This is the neck of the glass,
and the golden sands of commerce must pass into our hands.
Altogether we have more than 10,000 miles of railroad, directly
tributary to this city, seeking to unload their wealth in
our coffers. All these roads have come themselves by the
infallible instinct of capital. Not a dollar was ever given
by the city to secure one of them, and only a small per
cent. of stock taken originally by her citizens, and that
taken simply as an investment. Coming in the natural order
of events, they will not be easily diverted.
There is still another showing
to all this. The connection between New York and San Francisco
is by the middle route. This passes inevitably through Chicago.
St. Louis wants the Southern Pacific or Kansas Pacific,
and pushes it out through Denver, and so on up to Cheyenne.
But before the road is fairly under way, the Chicago roads
shove out to Kansas City, making even the Kansas Pacific
a feeder, and actually leaving St. Louis in the cold. It
is not too much to expect that Dakota, Montana, and Washington
Territory will find their great market in Chicago.
But these are not all. Perhaps
I had better notice here the ten or fifteen new roads that
have just entered, or are just entering, our city. Their
names are all that is necessary to give. Chicago & St.

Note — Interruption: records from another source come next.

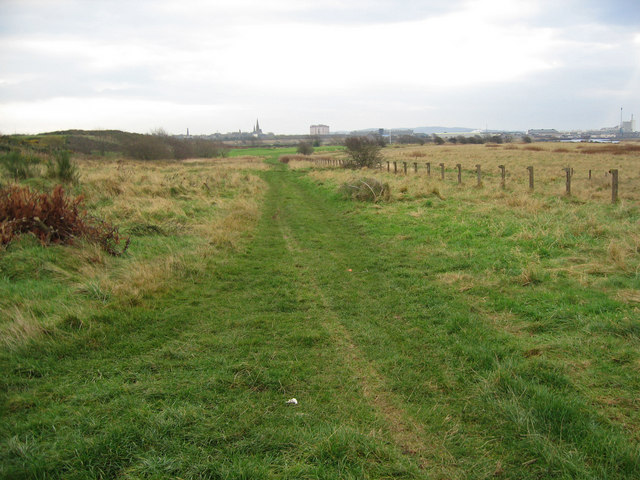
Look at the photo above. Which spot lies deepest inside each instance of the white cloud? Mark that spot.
(193, 61)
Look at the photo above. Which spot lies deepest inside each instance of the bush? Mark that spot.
(366, 190)
(305, 148)
(53, 219)
(363, 152)
(19, 166)
(62, 168)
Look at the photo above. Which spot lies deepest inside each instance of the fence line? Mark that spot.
(569, 173)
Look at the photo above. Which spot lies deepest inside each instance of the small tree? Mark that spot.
(305, 148)
(363, 152)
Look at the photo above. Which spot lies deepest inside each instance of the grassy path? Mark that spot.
(395, 376)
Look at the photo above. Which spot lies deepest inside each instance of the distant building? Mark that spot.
(319, 130)
(629, 127)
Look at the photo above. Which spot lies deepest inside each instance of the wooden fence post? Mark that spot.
(614, 185)
(568, 183)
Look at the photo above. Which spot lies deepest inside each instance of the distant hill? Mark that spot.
(425, 130)
(432, 130)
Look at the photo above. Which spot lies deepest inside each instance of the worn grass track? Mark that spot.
(395, 375)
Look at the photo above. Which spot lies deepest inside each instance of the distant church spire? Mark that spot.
(256, 129)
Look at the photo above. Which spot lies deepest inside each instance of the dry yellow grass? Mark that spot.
(604, 240)
(548, 160)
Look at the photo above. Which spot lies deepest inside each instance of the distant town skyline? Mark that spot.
(216, 66)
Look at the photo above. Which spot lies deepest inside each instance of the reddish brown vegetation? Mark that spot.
(53, 218)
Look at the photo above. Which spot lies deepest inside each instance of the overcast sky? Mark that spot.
(216, 66)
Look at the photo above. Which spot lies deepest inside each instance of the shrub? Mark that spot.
(363, 152)
(305, 148)
(366, 190)
(19, 166)
(53, 219)
(62, 168)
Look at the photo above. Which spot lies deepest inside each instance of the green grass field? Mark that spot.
(452, 334)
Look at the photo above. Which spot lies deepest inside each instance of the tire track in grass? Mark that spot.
(405, 432)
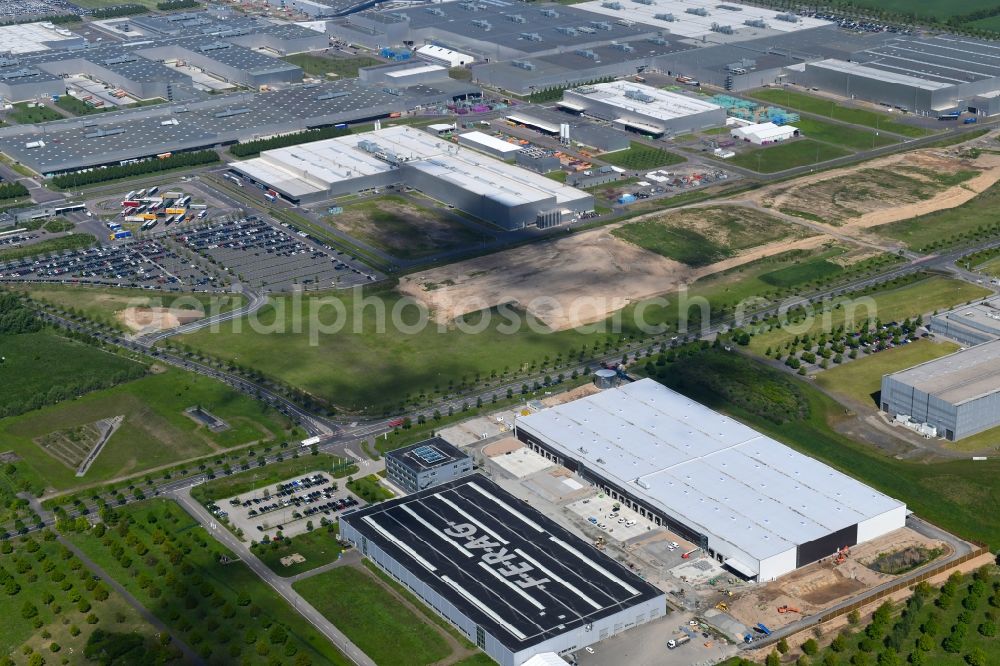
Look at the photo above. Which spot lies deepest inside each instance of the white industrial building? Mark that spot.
(642, 108)
(762, 134)
(754, 504)
(504, 194)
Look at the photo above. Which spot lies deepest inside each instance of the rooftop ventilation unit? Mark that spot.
(332, 95)
(639, 96)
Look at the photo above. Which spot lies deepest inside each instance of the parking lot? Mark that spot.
(144, 263)
(287, 507)
(267, 255)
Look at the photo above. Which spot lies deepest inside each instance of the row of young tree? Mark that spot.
(180, 160)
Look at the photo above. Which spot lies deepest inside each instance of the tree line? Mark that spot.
(248, 148)
(12, 190)
(81, 178)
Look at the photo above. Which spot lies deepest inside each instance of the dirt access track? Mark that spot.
(150, 320)
(855, 198)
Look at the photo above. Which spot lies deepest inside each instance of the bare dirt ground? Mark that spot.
(147, 320)
(886, 190)
(570, 282)
(822, 584)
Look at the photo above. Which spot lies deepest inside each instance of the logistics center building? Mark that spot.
(642, 108)
(504, 194)
(751, 502)
(958, 394)
(510, 579)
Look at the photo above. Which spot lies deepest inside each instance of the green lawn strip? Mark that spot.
(977, 218)
(928, 295)
(787, 155)
(223, 610)
(950, 494)
(319, 547)
(318, 65)
(842, 135)
(428, 613)
(153, 408)
(103, 304)
(368, 614)
(275, 472)
(26, 115)
(639, 156)
(48, 246)
(831, 109)
(861, 379)
(39, 573)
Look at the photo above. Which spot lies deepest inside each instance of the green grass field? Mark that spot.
(933, 293)
(376, 366)
(319, 66)
(950, 494)
(48, 573)
(156, 431)
(841, 135)
(224, 611)
(319, 547)
(365, 610)
(701, 236)
(861, 380)
(25, 115)
(103, 305)
(949, 226)
(36, 362)
(820, 106)
(639, 156)
(48, 246)
(404, 229)
(786, 155)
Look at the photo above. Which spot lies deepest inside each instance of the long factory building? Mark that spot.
(507, 195)
(756, 505)
(109, 138)
(957, 395)
(510, 579)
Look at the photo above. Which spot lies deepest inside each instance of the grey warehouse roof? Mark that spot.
(705, 469)
(960, 377)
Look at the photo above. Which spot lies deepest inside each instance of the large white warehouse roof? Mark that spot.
(646, 100)
(756, 497)
(314, 167)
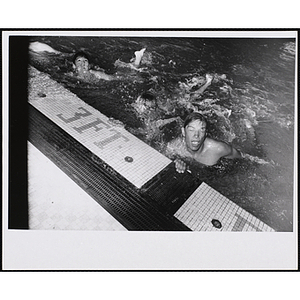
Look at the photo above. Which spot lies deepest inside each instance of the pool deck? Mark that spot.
(136, 186)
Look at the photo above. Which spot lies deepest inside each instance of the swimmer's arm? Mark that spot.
(228, 151)
(101, 75)
(160, 123)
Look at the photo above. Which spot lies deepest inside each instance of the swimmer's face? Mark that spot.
(81, 64)
(194, 134)
(150, 105)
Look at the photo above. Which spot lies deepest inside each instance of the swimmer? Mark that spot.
(134, 62)
(195, 144)
(81, 66)
(202, 89)
(147, 109)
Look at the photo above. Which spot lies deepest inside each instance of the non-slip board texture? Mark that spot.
(207, 210)
(125, 153)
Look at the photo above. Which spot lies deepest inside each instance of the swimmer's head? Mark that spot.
(192, 117)
(194, 131)
(149, 100)
(81, 62)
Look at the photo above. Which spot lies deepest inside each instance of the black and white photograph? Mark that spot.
(145, 142)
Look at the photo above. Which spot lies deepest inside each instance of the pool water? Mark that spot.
(249, 104)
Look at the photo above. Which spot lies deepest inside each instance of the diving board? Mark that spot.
(208, 210)
(125, 153)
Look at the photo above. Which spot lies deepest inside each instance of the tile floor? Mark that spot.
(113, 144)
(56, 202)
(206, 204)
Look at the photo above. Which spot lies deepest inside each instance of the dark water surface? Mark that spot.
(252, 106)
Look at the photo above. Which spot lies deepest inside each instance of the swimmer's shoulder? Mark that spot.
(100, 75)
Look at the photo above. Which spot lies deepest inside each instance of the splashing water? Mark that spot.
(250, 104)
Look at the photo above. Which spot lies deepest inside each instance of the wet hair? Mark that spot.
(192, 117)
(80, 54)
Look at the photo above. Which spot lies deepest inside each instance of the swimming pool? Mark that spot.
(252, 106)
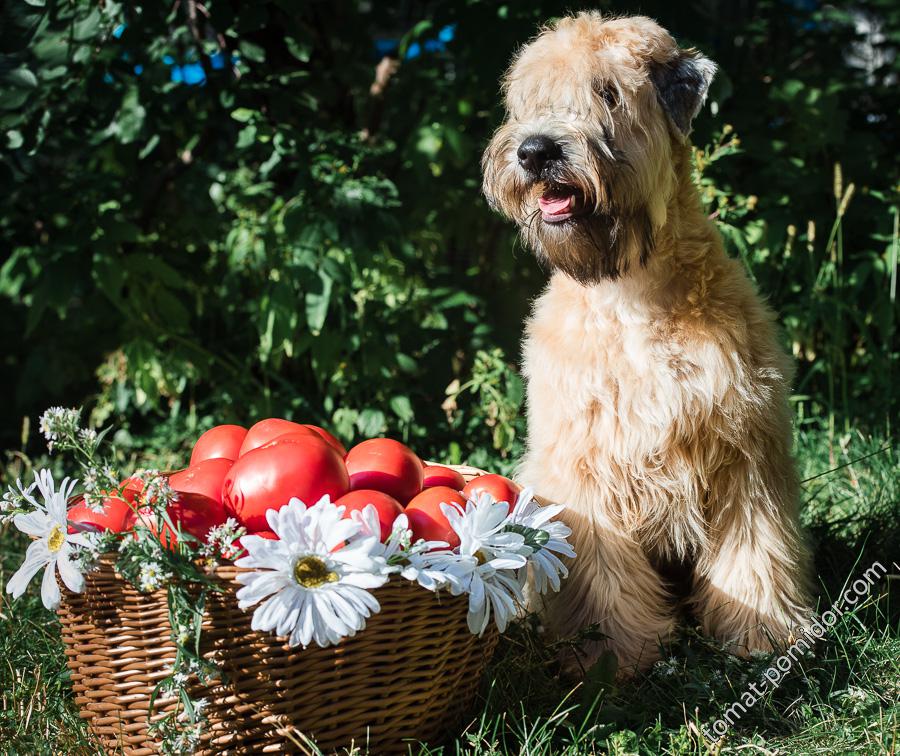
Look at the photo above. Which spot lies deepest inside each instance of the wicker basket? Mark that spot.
(412, 674)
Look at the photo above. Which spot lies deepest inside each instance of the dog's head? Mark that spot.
(583, 162)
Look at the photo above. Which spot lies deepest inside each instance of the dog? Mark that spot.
(657, 393)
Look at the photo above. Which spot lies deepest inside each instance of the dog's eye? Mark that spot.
(610, 97)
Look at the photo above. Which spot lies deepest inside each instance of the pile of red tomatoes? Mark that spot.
(240, 473)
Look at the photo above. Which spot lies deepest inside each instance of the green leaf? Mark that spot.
(317, 300)
(370, 423)
(534, 537)
(21, 78)
(402, 407)
(242, 115)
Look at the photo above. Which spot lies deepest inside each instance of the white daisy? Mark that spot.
(53, 546)
(546, 567)
(481, 528)
(317, 576)
(484, 566)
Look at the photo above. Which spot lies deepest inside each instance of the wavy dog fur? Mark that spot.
(657, 392)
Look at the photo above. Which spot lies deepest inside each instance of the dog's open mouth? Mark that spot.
(559, 203)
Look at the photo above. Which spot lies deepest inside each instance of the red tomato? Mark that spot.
(388, 507)
(303, 435)
(438, 475)
(502, 489)
(223, 441)
(385, 465)
(328, 438)
(268, 478)
(203, 478)
(268, 430)
(116, 516)
(426, 520)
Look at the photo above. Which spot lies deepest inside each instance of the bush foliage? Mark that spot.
(224, 211)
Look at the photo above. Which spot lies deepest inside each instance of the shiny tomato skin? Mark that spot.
(304, 435)
(388, 507)
(204, 478)
(502, 489)
(438, 475)
(221, 442)
(385, 465)
(426, 520)
(116, 516)
(269, 478)
(328, 438)
(268, 430)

Paul, looking up the Red River country to the British possessions;
the Chicago, Atlantic & Pacific; the Chicago, Decatur
& State Line; the Baltimore & Ohio; the Chicago,
Danville & Vincennes; the Chicago & La Salle Railroad;
the Chicago and Illinois River Railroad. these, with their
connections, and with the new connections of the old roads,
already in process of erection, give to Chicago not less
than 10,000 miles of new tributaries fro the richest land
on the continent. Thus there will be added to the reserve
power, to the capital within reach of this city, not less
than $1,000,000,000.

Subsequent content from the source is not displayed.